PARAÍBA:Atualizado em: 07/11/2025
Doces, geleias e bolos são feitas artesanalmente por uma associação de agricultoras na cidade de Picuí, no Seridó do estado. Projeto tem objetivo de fomentar o empreendedorismo feminino.
Uma associação de mulheres agricultoras na cidade de Picuí, no Seridó da Paraíba, vai expor doces, geleias e bolos feitas artesanalmente e, em parte, de maneira industrial, durante a 30ª edição da Conferência do Clima, a COP 30, que vai ser realizada em Belém, no Pará, a partir do dia 10 de novembro.
Na zona rural de Quixaba, área rural do município de Picuí, pelo menos nove mulheres, das mais de 25 associadas, desenvolvem o trabalho com as frutas umbú, caju e coco. Os materiais feitos são justamente a partir da fruta extraída naquela região. O projeto tem objetivo de fomentar o empreendedorismo feminino.
"São 25 mulheres que são associadas atualmente, mas na ativa são nove que estão trabalhando diariamente, de segunda a sexta, produzindo e vendendo para Bahia, Maranhão, Belo Horizonte, onde pede agente entrega", disse Damiana Morais, presidente da associação.

Em relação a matéria prima para produção dos materiais, as próprias mulheres colhem os frutos para produção. Por mês, a produção gera cerca de R$ 30 mil, que é dividido proporcionalmente de acordo com as horas trabalhadas e destinadas ao projeto.
"Eu vivia em casa, sou da agricultura, no roçado, ajudando meu marido a cortar lenha e catar, aí quando eu passei a vir para cá, tudo melhorou", relatou Adriana Mohamed, uma das produtoras da Associação.
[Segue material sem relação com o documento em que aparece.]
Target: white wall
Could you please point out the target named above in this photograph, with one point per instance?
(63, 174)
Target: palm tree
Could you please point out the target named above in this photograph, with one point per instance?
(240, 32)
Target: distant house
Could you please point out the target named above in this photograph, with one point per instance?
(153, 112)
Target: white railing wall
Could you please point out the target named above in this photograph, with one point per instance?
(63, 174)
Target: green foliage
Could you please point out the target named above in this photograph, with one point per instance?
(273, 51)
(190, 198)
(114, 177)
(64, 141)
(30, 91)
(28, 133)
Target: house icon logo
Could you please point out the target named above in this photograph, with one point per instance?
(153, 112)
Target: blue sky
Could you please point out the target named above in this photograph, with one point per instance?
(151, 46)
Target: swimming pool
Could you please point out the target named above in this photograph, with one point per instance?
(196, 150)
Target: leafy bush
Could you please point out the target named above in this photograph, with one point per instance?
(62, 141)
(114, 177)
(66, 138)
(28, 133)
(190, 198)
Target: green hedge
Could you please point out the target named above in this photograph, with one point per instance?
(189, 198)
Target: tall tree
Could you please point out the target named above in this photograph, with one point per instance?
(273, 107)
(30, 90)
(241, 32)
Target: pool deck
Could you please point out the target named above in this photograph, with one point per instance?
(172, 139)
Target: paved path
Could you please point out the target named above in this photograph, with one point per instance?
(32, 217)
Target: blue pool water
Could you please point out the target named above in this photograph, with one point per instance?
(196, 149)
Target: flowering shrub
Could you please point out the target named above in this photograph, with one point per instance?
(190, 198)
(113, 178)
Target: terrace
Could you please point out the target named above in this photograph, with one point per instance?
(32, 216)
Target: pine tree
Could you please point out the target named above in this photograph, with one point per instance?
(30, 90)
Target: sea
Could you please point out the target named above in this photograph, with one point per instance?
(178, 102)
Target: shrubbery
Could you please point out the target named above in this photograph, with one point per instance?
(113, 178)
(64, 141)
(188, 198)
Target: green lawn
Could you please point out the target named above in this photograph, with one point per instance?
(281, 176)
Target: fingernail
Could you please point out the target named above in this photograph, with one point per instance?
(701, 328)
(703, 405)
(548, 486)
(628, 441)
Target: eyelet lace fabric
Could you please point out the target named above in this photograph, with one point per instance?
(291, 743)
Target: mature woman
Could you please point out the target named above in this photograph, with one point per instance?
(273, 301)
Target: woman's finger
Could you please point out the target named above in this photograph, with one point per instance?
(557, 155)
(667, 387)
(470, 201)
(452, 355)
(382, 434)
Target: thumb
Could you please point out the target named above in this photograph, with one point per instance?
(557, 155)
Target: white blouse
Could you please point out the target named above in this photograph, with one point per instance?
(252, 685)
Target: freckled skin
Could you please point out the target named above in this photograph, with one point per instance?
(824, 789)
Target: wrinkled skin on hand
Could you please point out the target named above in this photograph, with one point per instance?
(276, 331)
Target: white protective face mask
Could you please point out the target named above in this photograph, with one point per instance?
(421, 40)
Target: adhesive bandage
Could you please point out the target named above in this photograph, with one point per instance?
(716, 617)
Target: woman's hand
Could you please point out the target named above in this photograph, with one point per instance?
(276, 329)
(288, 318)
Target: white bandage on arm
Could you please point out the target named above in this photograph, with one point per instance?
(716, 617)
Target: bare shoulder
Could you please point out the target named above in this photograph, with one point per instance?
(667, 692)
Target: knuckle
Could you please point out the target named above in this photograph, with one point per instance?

O projeto surgiu devido uma necessidade criada a partir das condições climáticas da região do Seridó paraibano para as mulheres que já trabalhavam como agricultoras. A fundadora da associação “Mulheres da Quixaba” disse que, antes do projeto, parte delas ficava ociosa.
"As mulheres de Quixaba não tem muito o que fazer, porque as chuvas são poucas, as mulheres se limitam a ficar em casa, esperando pelos auxilios do Governo Federal, então, partindo daí, tivemos essa idéia, fundamos a associação e começamos a luta em busca de apoios", explicou Ednalva Dantas.
De acordo com a fundadora, inicialmente foi buscada uma capacitação para trabalhar com o umbu pela pioneiras da associação e, posteriormente, a expertise com outras frutas foram sendo acrescentadas ao empreendimento.
"A primeira porta que agente bateu foi na antiga Emater, hoje Empaer, buscamos uma capacitação para se trabalhar com umbu, fruto nativo da região", disse.
Com: Cariri em Ação.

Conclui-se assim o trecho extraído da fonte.